Configuring NVMe Over Fabrics (NVMeoF) with RoCEv2 in Linux

Guidelines for using NVMe over Fabrics (NVMeoF) with RoCEv2 on Linux

General Guidelines and Limitations

  • Cisco recommends that you check UCS Hardware and Software Compatibility specific to your Cisco IMC release to determine support for NVMeoF. NVMeoF is supported on Cisco UCS C-Series M5 and later servers.

  • NVMeoF with RoCEv2 is supported only with the Cisco UCS VIC 14xx series adapters. NVMeoF is not supported on Cisco UCS VIC 12xx or 13xx series adapters.
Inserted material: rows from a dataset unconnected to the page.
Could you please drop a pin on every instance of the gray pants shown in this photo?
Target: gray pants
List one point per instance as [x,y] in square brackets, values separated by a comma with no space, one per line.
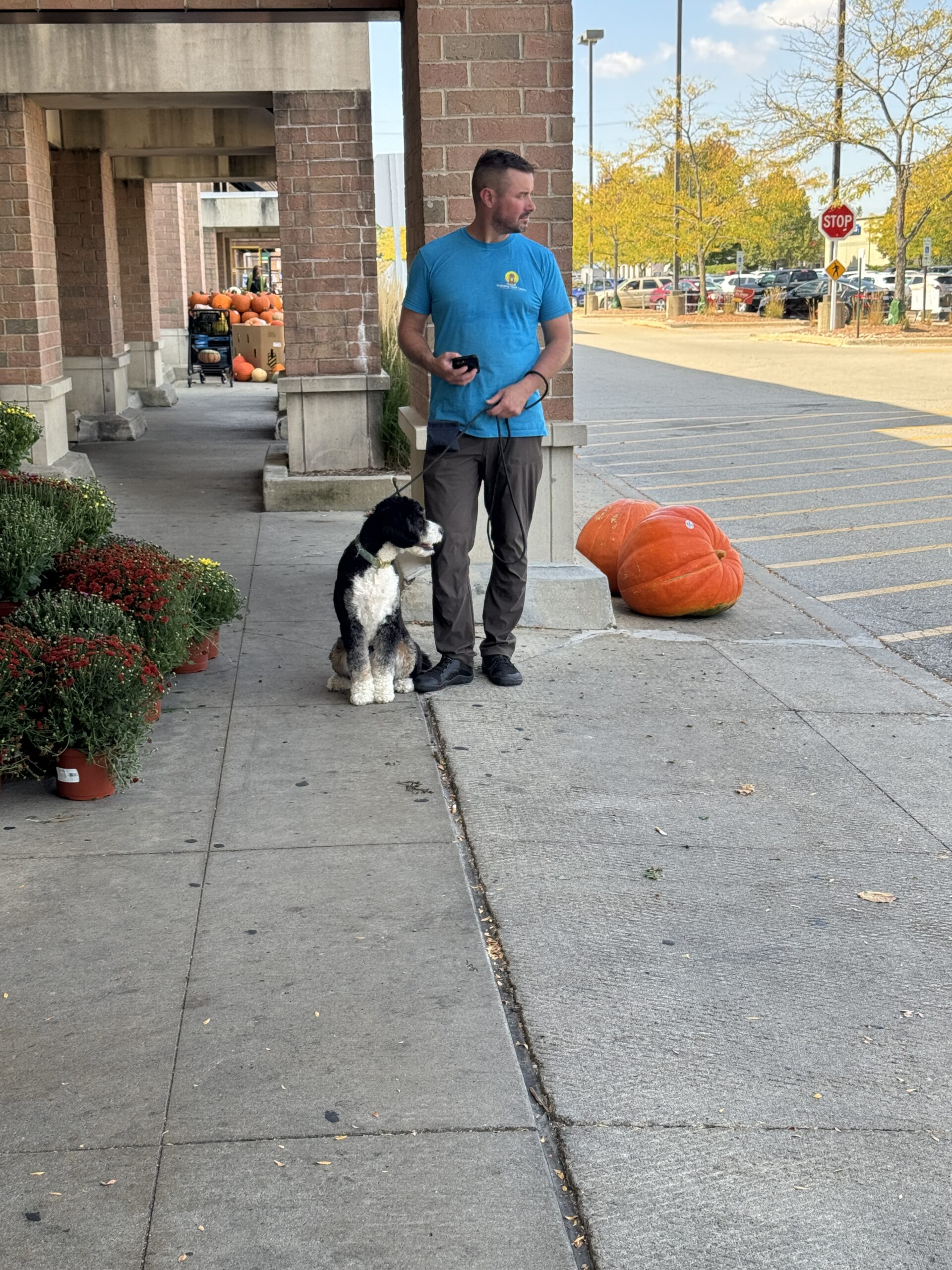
[452,491]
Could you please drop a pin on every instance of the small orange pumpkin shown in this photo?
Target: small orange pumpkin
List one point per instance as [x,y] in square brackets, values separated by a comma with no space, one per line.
[604,532]
[677,563]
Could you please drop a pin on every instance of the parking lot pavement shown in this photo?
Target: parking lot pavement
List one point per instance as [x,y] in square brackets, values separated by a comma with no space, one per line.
[849,501]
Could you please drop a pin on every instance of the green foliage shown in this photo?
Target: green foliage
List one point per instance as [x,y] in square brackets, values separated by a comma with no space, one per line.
[30,538]
[19,432]
[53,614]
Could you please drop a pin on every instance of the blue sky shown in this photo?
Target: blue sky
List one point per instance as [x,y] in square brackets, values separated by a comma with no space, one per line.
[725,41]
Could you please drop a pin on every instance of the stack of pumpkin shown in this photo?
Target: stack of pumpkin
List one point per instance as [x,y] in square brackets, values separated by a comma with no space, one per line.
[264,310]
[664,562]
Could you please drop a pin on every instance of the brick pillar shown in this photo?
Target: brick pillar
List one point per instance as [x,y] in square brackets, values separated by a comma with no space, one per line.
[329,270]
[31,352]
[139,282]
[171,275]
[479,75]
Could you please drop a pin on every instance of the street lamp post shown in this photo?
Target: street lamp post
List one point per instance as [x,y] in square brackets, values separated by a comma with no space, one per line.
[591,39]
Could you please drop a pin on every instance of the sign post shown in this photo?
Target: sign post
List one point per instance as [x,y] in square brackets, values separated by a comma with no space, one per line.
[835,223]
  • When creating RoCEv2 interfaces, use Cisco IMC provided Linux-NVMe-RoCE adapter policy.

  • Only two RoCEv2 enabled vNICs per adapter are supported.

  • Booting from an NVMeoF namespace is not supported.

  • Layer 3 routing is not supported.

  • RoCEv2 does not support bonding.

  • Saving a crashdump to an NVMeoF namespace during a system crash is not supported.

  • NVMeoF cannot be used with usNIC, VMFEX, VxLAN, VMQ, VMMQ, NVGRE, Geneve offload and DPDK features.

  • Netflow monitoring is not supported on RoCEv2 interfaces.

  • In the Linux-NVMe-RoCE policy, do not change values of Queue Pairs, Memory Regions, Resource Groups, and Priority settings other than to Cisco provided default values. NVMeoF functionality may not be guaranteed with different settings for Queue Pairs, Memory Regions, Resource Groups, and Priority.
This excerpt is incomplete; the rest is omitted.